Featured Story

Union Chapel’s Closing Sunday will bring ‘A sense of inclusion’

If you ask Reverend Katharine Henderson when she decided to become a minister, according to her 2017 Ted talk, “Letting God Out of the Box,” she tells the story of herself as a 16-year-old, self-proclaimed “nihilist,” despite the fact that her father was a seminary professor and a minister, and her family, “serious, earnest, church-going folk.”

Rev. Katharine Henderson, guest preacher. (Courtesy photo)

“Nothing really mattered,” she said, of her teenage beliefs. Despite these beliefs, or perhaps because of what she now recalls as “promptings of the Holy Spirit,” she was visiting Germany as a high school student and had an “in-your-face” conversation with a Catholic monk in the doorway of a Benedictine monastery.

When she asked him if she could receive Communion, even though she wasn’t Catholic. His answer was yes, she wouldn’t be turned away. “He chose my humanity over his rules of exclusion. He welcomed me in when he could’ve set up barriers,” she said. She never even knew his name but “he led me on the way to the minister I am today and I have never looked back.”

That sense of inclusion is what Union Chapel in the Grove has tried to do as well, with inter-denominational services all summer long — some indoors, some out. Our last service of the season, on Sept. 5 at 10:30 a.m. will be outdoors, if weather permits.

Reverend Henderson’s sermon is titled, “What Lies Beneath.” Island Folk, a local favorite, will perform.

Reverend Henderson is president of Auburn Seminary, which was founded 200 years ago by Presbyterians, and is “a leadership development and research institute that equips and convenes leaders across the multi-faith movement for justice,” according to their website.

She is the author of “God’s Troublemakers: How Women of Faith are Changing the World,” and is an internationally known speaker, featured in The Washington Post, The New York Times, USA Today, MSNBC, NPR, and more. She is currently writing her second book, “Fighting for the Heart of America: How the Prophets of our Time are Bringing Our Nation’s Future to Birth.”

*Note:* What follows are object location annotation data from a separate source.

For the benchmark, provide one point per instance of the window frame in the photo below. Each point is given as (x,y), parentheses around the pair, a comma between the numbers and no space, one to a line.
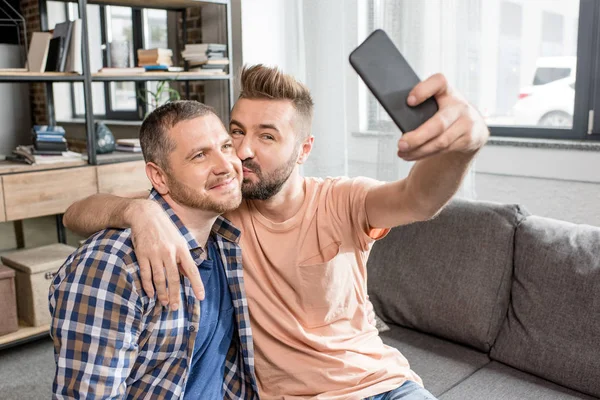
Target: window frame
(587,87)
(138,37)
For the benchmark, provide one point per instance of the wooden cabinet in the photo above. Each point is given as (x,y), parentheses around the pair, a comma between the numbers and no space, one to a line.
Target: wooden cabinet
(34,194)
(123,178)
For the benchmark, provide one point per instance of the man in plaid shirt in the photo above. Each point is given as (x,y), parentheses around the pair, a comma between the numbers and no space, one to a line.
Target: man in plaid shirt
(111,339)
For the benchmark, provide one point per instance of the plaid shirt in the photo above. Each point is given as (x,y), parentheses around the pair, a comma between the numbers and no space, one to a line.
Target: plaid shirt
(113,341)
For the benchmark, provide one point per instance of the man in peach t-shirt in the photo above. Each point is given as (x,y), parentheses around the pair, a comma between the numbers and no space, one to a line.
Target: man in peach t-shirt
(305,241)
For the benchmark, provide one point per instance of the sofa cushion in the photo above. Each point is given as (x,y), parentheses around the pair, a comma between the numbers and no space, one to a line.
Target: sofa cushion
(496,381)
(553,324)
(440,363)
(449,276)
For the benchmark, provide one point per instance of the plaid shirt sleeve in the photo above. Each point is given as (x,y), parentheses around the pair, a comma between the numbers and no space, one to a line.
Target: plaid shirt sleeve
(96,321)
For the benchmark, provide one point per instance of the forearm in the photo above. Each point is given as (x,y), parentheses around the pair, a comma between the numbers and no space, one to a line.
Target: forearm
(433,181)
(101,211)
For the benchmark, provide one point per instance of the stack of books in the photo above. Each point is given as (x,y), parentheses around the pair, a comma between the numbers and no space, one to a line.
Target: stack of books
(28,155)
(155,59)
(49,140)
(56,51)
(129,145)
(208,58)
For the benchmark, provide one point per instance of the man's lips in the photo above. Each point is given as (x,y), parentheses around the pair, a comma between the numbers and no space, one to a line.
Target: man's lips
(222,184)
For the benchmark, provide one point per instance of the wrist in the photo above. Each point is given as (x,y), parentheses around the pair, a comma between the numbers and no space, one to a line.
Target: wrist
(138,209)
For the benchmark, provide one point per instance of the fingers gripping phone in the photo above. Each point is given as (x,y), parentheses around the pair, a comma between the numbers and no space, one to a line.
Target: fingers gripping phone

Reverend Henderson was named co-recipient of the Guru Nanak Interfaith Prize for her “lifelong passion to create spaces for authentic interfaith engagement.” Past winners included His Holiness the 14th Dalai Lama of Tibet.

She serves on the Advisory Board of Duke University’s Islamic Studies Center and the Multi-faith Leadership Advisory Board for New York University.

An ordained Presbyterian minister, Reverend Henderson earned her Master of Divinity at Union Theological Seminary and her doctorate at Teachers College, Columbia University. She was raised in Louisville, Ky. during the civil rights movement and accompanied her parents on many civil rights marches.

She and her husband, Charles, also a Presbyterian minister, are good friends with many Chapel trustees and have preached eight times at the Chapel, according to Chairman Jay Sterling. They are avid sailors and often stay on their boat when visiting the Island.

Island Folk, our guest musicians, have kept the spirit of traditional music alive on Shelter Island for years, performing at the Union Chapel’s Labor Day service many times. The group consists of Penny Kerr on guitar and vocals; John Kerr on upright bass; Heather Reylek, guitar and vocals; and Wendy Clark, banjo and vocals.

Please join us outdoors for Closing Sunday on Sept. 5 with Reverend Katharine Henderson. Please bring a chair. In the case of inclement weather, the service will move indoors.